There are many ways to interpret how to beat anxiety and depression but we will discuss 5 of them on this article. This is a very relevant topic nowadays. This is because of the disruptions brought by the COVID pandemic. It altered our entire way of living. This includes the way we work or study, to the way we go to stores and different places. These stressful times also include the huge emotional toll of losing loved ones due to the disease, and the continuing threat to our own health. To say that it changed the way we live is an understatement. This challenging era makes it all the more necessary for us to find ways of increasing our resilience.
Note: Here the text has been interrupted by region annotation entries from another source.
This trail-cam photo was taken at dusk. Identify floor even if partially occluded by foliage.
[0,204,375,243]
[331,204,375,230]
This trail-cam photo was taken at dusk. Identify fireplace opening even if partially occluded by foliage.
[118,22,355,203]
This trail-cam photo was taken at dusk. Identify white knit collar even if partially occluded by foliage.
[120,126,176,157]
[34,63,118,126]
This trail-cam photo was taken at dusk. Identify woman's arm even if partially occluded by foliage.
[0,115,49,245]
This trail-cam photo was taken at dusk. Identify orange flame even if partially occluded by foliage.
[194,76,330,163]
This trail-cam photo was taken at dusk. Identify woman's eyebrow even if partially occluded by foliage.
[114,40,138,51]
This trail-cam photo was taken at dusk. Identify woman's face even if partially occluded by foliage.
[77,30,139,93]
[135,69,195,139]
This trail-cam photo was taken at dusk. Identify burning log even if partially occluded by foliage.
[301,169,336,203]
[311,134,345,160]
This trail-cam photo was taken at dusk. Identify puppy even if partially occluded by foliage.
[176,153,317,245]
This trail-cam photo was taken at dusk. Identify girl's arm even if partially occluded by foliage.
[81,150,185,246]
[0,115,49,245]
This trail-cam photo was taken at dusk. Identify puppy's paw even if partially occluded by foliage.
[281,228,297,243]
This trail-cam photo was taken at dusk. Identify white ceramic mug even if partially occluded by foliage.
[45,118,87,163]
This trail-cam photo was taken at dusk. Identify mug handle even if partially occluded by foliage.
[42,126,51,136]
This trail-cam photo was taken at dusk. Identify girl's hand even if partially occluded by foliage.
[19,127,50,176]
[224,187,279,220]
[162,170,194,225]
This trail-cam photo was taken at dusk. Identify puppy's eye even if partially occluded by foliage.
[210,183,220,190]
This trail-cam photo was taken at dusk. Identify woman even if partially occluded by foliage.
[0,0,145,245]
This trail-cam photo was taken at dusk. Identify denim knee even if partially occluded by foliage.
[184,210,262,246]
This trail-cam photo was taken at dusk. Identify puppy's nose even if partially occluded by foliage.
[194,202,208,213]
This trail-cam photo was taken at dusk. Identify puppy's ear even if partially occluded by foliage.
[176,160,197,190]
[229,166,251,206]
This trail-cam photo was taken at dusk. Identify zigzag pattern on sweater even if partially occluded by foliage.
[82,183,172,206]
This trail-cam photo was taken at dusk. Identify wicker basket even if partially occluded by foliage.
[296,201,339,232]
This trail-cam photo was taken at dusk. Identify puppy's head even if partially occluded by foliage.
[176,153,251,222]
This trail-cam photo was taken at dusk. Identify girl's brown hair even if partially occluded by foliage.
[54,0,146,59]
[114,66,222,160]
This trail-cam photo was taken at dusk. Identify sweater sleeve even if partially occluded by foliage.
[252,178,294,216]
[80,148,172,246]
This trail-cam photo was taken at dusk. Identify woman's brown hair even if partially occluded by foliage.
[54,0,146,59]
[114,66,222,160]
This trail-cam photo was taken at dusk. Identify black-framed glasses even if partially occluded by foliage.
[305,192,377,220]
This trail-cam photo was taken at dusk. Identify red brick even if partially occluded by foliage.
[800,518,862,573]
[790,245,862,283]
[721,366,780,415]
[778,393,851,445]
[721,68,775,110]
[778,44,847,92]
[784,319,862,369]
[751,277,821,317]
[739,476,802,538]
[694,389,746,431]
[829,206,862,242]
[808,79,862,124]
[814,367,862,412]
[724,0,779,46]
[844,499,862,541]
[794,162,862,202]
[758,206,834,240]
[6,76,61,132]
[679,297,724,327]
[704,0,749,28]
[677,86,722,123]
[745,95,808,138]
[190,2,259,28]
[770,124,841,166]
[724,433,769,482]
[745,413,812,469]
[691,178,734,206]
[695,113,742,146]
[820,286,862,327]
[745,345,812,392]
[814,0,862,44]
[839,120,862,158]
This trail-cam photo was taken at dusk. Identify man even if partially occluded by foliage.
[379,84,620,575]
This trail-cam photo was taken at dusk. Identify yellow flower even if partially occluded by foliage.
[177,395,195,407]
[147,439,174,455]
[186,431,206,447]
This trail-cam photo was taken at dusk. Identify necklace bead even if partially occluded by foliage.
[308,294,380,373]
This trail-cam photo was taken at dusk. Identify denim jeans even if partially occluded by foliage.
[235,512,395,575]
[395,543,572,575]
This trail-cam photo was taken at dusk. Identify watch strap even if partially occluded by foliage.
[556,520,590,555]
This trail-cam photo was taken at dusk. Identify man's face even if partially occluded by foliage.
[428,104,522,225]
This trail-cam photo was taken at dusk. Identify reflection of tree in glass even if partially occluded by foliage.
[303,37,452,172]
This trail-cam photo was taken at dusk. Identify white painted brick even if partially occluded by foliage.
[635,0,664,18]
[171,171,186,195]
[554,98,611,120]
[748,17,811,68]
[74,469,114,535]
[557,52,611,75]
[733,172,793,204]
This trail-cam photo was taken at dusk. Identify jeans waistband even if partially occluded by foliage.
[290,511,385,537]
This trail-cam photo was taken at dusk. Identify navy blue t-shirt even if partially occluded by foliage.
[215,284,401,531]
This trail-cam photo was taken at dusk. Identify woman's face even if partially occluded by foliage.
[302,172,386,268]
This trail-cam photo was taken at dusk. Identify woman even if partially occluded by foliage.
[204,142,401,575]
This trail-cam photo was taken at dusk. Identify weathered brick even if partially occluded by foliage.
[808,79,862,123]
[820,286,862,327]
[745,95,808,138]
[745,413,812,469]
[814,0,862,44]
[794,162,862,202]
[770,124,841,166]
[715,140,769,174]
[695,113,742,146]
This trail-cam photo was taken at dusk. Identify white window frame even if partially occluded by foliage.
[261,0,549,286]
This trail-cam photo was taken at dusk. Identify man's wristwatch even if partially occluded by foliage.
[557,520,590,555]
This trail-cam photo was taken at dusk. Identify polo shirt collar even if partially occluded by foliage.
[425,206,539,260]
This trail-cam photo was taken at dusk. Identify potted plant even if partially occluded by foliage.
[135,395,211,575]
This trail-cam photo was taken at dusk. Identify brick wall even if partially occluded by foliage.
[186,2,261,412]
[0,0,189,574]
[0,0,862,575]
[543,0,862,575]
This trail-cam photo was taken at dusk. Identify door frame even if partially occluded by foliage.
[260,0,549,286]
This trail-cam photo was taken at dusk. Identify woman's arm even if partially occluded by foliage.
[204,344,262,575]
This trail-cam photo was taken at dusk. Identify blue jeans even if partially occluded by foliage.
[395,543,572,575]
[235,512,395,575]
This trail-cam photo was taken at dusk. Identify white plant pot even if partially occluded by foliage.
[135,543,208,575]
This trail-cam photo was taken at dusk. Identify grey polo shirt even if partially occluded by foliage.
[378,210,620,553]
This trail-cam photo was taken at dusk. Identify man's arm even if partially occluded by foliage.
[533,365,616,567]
Part of this mindset if taking care of our mental health. Here are some ways in which you can beat depression and anxiety and take back control of your life, or at least, some aspects of it:
How to beat anxiety and depression: 5 Ways
Re-framing stress and other negative thoughts
Chronic stress result in faster aging on a cellular level. In the book, The Telomere Effect, authors Dr. Elizabeth Blackburn, Ph.D and Elissa Epel, Ph.D, dig deep into the causes of cellular aging and different ways to address those problems. Studies have shown that reframing stress as a “challenge” can minimize this aging process, or even reverse it. Negative thoughts, on the other hand, only add value when they make you think about things you can improve on and are within your control. Otherwise, there is no value you can get when playing and replaying negative thoughts in your mind. When feeling a negative emotion, ask what evidence makes it true, then what evidence makes it not true. And then, you can ask what’s a different way to look at the situation. The point of challenging your thoughts is just to help you remember that there’s usually more than one way to interpret a negative feeling or situation. Sometimes, negative thoughts are simply your subjective way of looking at things.
By practicing mindful analysis of negative thoughts, you can discover which of them are true and which are not true, and then you can banish those negative thoughts. For the negative things which are true, ask if you can do anything about them, then create a specific plan of action to address those problems. This practice helps offload mentally draining weight from your mind. This practice has also been proven to reduce aging on a cellular level.
Release the things you cannot control
One of the central ideas of Stoicism, focusing on things you can control and just releasing things and thoughts which is outside of your control, will open-up huge emotional and brain capacity. Much like the computer’s CPU or central processing unit, releasing resources, in this case, our mind’s focus and attention, will allow us to weather tougher times as we reserve our precious resilience “muscle” for things that we can actually influence. For example, other people’s reactions are to some degree, within our influence. But let’s be honest, their ultimate reaction and opinion will still be based on their unique state of mind, upbringing, culture or current life situation. There are just too many variables outside of our direct control. We cannot predict how other people will ultimately react so it’s futile to try to even control that aspect. Another example are environmental factors which are too huge for a human being to control: the weather, accidents, traffic. These might have negative effects on our well-being but we cannot really do anything to direct them to the outcomes we want. What we can control is how we view things differently. To see opportunities where others can’t. The first tip on this blog is relevant for that mindset: reframing negative thoughts.
Create a well-structured day
Creating a schedule gives the mind a certain level of predictability. Instead of being in a heightened state throughout the day, having a consistent schedule reduces anxiety because you allot a time for everything. Instead of thinking about things you might have forgotten to do, having a well-structed day assures your mind that everything will be taken care of at their own time. This system also applies to how you track your tasks. Taking down notes or using apps that allow you to track your tasks easily also helps with this sense of “structure”. It also offloads huge amounts of worry and emotion onto a physical and external object rather than having them occupy precious brain space.
Look at what’s already there
Optimism is good when used is the correct way. Yes, there’s a thing called “toxic positivity”, and that should be avoided at all costs. Optimism must be coupled with being realistic, acknowledging risks and creating action plans to mitigate those risks. Looking at our “blessings”, and the things we already have gives us much needed energy boost especially these days when negative and depressing news abound. We have to counter those negative vibes with realistic positivity.
There are other effective ways to combat anxiety and depression and the above ideas are some of them. The key take-away is that we can do something about our problems if we take appropriate actions. Remember to seek professional help when these steps don’t change your situation.